Antonio Giovanni Pesce (1978) è laureato in Filosofia presso l’Università di Catania con una tesi su Giambattista Vico e la modernità. Nel 2007 si specializza nell’insegnamento secondario. Entrato nella scuola di dottorato del Dipartimento di Scienze Umane della Facoltà di Lettere e Filosofia di Catania, studia Pascal, Croce e Gentile, addottorandosi nel 2011 in Filosofia e storia delle idee. Insegna storia e filosofia nei licei.

Recensione a: N. Bobbio, Elogio della mitezza e altri scritti morali, Net, 2006, pp. 212, € 10,00.

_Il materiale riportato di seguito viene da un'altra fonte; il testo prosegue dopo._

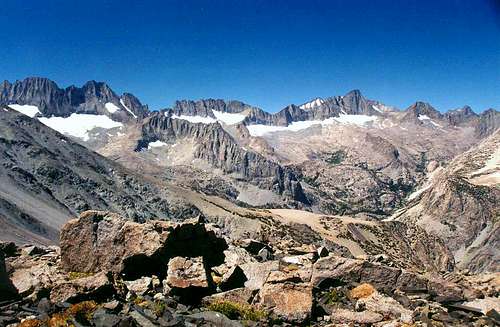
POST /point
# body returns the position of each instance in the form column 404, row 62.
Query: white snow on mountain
column 312, row 104
column 126, row 108
column 194, row 119
column 156, row 144
column 359, row 120
column 111, row 107
column 224, row 117
column 427, row 118
column 78, row 125
column 27, row 110
column 228, row 118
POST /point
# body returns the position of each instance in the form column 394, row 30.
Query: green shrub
column 238, row 311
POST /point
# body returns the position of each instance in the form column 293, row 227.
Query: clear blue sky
column 266, row 53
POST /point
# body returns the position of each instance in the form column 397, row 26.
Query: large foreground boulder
column 103, row 241
column 7, row 289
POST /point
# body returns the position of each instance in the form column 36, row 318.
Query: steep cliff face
column 92, row 98
column 460, row 116
column 205, row 107
column 460, row 205
column 489, row 122
column 45, row 178
column 218, row 148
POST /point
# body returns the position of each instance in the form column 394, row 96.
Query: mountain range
column 68, row 150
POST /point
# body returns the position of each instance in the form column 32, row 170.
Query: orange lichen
column 362, row 291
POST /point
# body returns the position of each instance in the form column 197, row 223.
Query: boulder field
column 109, row 271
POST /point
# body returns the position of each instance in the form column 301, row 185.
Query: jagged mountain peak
column 421, row 108
column 52, row 101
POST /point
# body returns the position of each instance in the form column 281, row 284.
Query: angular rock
column 101, row 318
column 386, row 306
column 290, row 302
column 215, row 318
column 383, row 278
column 239, row 295
column 293, row 269
column 141, row 320
column 186, row 273
column 7, row 289
column 322, row 252
column 344, row 316
column 338, row 268
column 411, row 282
column 107, row 242
column 95, row 287
column 444, row 291
column 33, row 274
column 140, row 286
column 234, row 278
column 258, row 272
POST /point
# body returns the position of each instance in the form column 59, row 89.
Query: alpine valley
column 341, row 211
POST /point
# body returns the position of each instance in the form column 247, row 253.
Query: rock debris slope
column 177, row 281
column 460, row 204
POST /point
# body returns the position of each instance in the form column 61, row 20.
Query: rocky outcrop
column 489, row 122
column 7, row 289
column 110, row 243
column 51, row 100
column 205, row 107
column 218, row 148
column 460, row 205
column 420, row 110
column 297, row 288
column 460, row 116
column 47, row 178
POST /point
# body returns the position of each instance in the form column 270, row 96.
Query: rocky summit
column 341, row 211
column 109, row 271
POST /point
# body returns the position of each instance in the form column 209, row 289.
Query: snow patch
column 312, row 104
column 27, row 110
column 194, row 119
column 111, row 107
column 126, row 108
column 78, row 125
column 156, row 144
column 355, row 119
column 260, row 130
column 228, row 118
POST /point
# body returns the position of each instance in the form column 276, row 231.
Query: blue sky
column 266, row 53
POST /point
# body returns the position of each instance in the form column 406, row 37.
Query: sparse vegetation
column 362, row 291
column 333, row 296
column 234, row 310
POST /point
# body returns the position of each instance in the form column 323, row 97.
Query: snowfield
column 194, row 119
column 156, row 144
column 223, row 117
column 27, row 110
column 312, row 104
column 78, row 125
column 228, row 118
column 359, row 120
column 127, row 108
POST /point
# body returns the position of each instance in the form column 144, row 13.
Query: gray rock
column 7, row 289
column 141, row 320
column 216, row 318
column 140, row 286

C’è un luogo dello scritto Invito al colloquio[1] che apre Politica e cultura, in cui Norberto Bobbio, del quale quest’anno cade il ventennale dalla morte, indica lo scopo dell’agire dell’intellettuale e offre una definizione di cultura: «Il compito degli uomini di cultura è più che mai oggi quello di seminare dei dubbi, non già di raccoglier certezze. Di certezze – rivestite della fastosità del mito o edificate con la pietra dura del dogma – sono piene, rigurgitanti, le cronache della pseudocultura degli improvvisatori, dei dilettanti, dei propagandisti interessati. Cultura significa misura, ponderatezza, circospezione: valutare tutti gli argomenti prima di pronunciarsi, controllare tutte le testimonianze prima di decidere, e non pronunciarsi e non decidere mai a guisa di oracolo dal quale dipenda, in modo irrevocabile, una scelta perentoria e definitiva».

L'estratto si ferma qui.